Seorang tetangga keluarga Opayemi, Prashant Batil mengatakan anaknya yang berusia enam tahun sering bermain bersama Ikeoluwa dan ia yakin sekolah telah bersikap berlebihan.
"Orangtua tentulah orang-orang yang bertanggung jawab, dan jika mereka mengatakan ia tidak terkena Ebola, saya tidak akan melarang anak saya bermain dengannya," kata Batil.
Tuntutan hukum Opayemi diproses berdasar Akta warga Amerika dengan kecacatan. Hukum tersebut melarang diskriminasi karena kecacatan mental atau fisik, atau keyakinan bahwa seseorang memiliki kecacatan itu.
Pejabat Milford menolak tawaran sang ayah untuk melakukan pemeriksaan Ebola bagi dia maupun anaknya.

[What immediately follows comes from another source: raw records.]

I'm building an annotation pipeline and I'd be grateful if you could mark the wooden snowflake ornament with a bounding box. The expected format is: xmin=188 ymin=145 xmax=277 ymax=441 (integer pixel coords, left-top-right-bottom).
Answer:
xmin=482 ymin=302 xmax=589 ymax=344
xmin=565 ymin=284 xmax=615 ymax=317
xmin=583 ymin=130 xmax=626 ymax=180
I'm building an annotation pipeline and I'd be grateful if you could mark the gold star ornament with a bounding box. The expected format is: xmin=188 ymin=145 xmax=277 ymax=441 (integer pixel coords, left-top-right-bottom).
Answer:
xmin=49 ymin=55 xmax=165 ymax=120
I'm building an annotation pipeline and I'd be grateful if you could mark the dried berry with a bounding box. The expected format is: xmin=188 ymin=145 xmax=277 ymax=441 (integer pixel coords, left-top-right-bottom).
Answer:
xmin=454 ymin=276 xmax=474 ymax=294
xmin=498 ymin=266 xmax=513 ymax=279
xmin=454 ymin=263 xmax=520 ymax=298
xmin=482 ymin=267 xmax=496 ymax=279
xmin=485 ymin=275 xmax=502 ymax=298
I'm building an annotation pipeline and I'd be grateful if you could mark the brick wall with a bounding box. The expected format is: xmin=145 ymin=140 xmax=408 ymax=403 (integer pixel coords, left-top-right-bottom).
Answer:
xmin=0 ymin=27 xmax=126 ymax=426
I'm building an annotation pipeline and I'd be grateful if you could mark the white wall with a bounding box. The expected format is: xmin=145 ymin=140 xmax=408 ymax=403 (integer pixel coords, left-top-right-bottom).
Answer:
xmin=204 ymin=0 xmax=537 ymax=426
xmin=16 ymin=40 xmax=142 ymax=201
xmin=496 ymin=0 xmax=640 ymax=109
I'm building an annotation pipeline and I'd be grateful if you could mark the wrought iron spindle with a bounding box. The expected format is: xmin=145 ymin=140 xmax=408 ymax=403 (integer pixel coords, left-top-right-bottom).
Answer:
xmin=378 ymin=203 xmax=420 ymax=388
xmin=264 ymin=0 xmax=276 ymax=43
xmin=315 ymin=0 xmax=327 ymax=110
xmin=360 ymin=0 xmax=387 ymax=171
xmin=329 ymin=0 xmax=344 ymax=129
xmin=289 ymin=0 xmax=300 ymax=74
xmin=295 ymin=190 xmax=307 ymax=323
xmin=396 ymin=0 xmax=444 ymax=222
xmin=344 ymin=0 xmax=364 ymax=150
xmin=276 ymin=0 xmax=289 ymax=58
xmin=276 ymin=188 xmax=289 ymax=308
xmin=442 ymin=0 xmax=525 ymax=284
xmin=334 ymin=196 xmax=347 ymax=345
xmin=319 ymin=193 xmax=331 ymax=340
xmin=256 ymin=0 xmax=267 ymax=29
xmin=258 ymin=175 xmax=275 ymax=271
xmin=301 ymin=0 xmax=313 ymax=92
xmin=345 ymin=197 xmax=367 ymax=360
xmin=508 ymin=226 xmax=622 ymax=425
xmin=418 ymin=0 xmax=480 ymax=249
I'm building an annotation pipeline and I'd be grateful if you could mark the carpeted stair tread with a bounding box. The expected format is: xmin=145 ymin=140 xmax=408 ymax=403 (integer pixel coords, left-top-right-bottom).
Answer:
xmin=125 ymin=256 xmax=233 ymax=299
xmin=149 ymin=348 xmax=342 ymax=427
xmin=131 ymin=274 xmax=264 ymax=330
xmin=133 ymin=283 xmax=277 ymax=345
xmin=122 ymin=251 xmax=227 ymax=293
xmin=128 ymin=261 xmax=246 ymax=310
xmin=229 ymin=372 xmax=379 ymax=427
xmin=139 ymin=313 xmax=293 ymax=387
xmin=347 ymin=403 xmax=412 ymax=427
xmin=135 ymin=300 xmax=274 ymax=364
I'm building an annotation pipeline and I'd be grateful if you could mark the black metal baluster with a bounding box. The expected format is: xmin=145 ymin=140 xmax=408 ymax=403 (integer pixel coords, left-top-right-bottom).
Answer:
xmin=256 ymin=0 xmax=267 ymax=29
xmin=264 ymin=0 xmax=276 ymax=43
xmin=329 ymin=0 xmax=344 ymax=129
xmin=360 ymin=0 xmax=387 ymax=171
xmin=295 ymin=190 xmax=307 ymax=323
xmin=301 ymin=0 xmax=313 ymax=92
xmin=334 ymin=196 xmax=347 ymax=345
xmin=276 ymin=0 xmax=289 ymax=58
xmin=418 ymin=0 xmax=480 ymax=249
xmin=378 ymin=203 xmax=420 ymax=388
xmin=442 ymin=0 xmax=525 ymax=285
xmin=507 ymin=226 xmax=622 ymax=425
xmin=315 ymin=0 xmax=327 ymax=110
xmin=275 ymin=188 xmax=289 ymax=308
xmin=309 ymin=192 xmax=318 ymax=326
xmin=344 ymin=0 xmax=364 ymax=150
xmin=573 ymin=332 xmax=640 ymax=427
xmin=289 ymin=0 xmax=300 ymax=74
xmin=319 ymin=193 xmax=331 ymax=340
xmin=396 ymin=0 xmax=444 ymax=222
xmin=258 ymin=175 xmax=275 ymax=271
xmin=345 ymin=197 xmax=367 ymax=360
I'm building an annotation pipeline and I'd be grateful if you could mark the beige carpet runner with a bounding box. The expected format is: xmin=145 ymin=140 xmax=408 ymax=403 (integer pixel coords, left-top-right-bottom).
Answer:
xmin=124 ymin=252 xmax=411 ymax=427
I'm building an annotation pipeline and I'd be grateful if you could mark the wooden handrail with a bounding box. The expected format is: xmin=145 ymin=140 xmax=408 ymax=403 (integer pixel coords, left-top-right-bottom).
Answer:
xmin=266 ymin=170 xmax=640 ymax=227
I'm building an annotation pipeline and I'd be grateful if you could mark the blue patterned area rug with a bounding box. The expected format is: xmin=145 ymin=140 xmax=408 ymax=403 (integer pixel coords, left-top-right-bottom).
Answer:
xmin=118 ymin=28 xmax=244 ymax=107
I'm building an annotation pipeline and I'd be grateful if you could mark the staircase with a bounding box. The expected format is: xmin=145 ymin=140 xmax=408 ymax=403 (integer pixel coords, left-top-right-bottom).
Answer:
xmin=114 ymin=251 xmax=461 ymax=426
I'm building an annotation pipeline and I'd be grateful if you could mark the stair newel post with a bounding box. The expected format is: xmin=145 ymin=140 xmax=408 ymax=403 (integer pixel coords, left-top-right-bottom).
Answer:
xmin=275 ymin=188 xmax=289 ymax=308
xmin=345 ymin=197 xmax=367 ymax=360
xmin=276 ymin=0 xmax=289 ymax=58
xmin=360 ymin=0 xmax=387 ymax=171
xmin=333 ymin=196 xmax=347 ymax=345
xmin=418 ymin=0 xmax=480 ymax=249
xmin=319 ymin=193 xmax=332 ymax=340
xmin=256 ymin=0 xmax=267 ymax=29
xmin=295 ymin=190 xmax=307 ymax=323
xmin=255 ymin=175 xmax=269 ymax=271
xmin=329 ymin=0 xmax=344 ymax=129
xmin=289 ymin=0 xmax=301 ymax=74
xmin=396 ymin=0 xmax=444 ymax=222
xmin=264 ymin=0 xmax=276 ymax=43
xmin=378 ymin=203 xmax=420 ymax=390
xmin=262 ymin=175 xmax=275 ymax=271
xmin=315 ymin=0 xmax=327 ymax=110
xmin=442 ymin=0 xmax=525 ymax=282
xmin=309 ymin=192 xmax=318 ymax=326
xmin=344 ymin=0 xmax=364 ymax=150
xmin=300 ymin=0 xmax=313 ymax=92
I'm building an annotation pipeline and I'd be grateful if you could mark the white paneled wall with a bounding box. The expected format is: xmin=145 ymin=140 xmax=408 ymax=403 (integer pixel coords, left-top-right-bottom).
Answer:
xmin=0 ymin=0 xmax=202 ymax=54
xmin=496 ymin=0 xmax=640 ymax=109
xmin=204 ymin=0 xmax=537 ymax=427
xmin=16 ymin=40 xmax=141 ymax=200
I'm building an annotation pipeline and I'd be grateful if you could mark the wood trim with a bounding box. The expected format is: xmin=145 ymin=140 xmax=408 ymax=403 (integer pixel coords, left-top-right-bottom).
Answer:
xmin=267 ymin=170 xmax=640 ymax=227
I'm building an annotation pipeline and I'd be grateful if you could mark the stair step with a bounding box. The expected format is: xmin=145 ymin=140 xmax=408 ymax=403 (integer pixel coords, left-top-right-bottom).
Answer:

Berdasar dokumen tuntutan tersebut, seorang pejabat kesehatan kota mengatakan dalam pertemuan pada 15 Oktober, bahwa risiko anak tersebut menularkan Ebola sangat kecil namun ia harus dikarantina karena rumor, panik dan iklim di sekolah.
Pejabat kota maupun sekolah meminta Ikeoluwa untuk tidak masuk sekolah hingga 3 November, kata laporan itu.
Menurut Pusat Pengendalian dan Pencegahan Penyakit AS, risiko tertular Ebola kecil atau tidak ada sama sekali kecuali seseorang melakukan kontak langsung dengan orang yang menunjukkan gejala-gejala penyakit itu.
Beberapa negara bagian dan pejabat lokal yang bergulat dengan ancaman kesehatan masyarakat menyebut garis panduan federal tidak cukup untuk melindungi rakyat Amerika dan memberlakukan langkah-langkah yang lebih ketat.
New York dan New Jersey mewajibkan karantina bagi mereka yang baru tiba dari Guinea, Liberia dan Sierra Leone dan pernah kontak dengan pasien Ebola.